On Sat, Jun 15, 2019 at 05:44:59PM -0400, Viktor Dukhovni wrote:
The address of the MX host "smtp.example.com" is wildcard-synthesised, and the correct response for the TLSA query would be:
$ dig +norecur +dnssec -t tlsa _25.tcp.smtp.example.com. @ns1.example.com.
;; ->>HEADER<<- opcode: QUERY, status: NOERROR, id: 12345 ;; flags: qr aa; QUERY: 1, ANSWER: 0, AUTHORITY: 4, ADDITIONAL: 1 ; _25._tcp.smtp.example.com IN TLSA ?
;; OPT PSEUDOSECTION: ; ... ;; QUESTION SECTION: ;_25._tcp.smtp.example.com. IN TLSA
example.com. IN SOA ... example.com. IN RRSIG SOA ... example.com. IN NSEC example.com. A NS SOA MX RRSIG NSEC DNSKEY example.com. IN RRSIG NSEC ...
Sorry, when re-reading this, I noticed that I accidentally in part edited the "should be" response while editing the wrong response and vice-versa. The *correct* NSEC record is the wildcard one:
*.example.com. IN NSEC example.com. A RRSIG NSEC *.example.com. IN RRSIG NSEC ...

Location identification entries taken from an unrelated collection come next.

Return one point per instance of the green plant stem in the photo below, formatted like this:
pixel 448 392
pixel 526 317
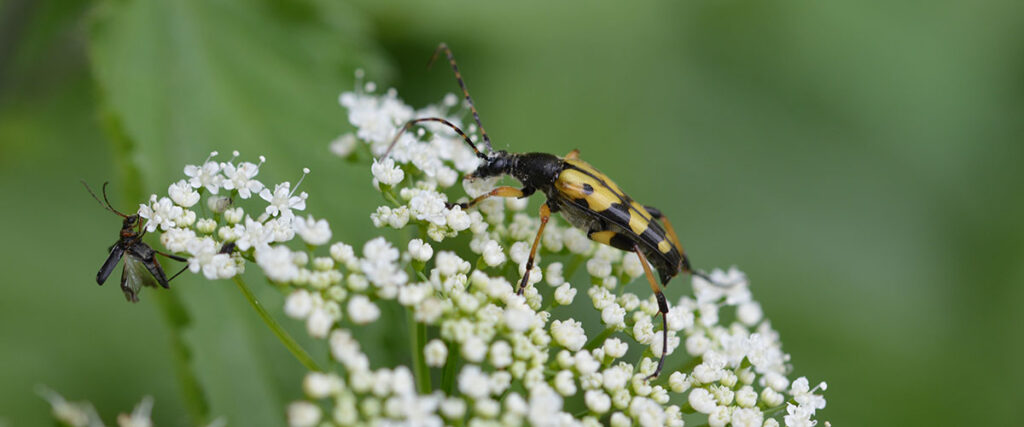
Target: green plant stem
pixel 448 377
pixel 286 339
pixel 418 338
pixel 192 390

The "wrong" record when the NSEC chain is incomplete is:
example.com. IN NSEC example.com. A NS SOA MX RRSIG NSEC DNSKEY example.com. IN RRSIG NSEC ...
as it turned out, the issue with dynu.com is somewhat different, in that they simply don't appear to do NSEC (or NSEC3) records, which means that DNSSEC-signed domains they host that don't have TLSA records, are broken.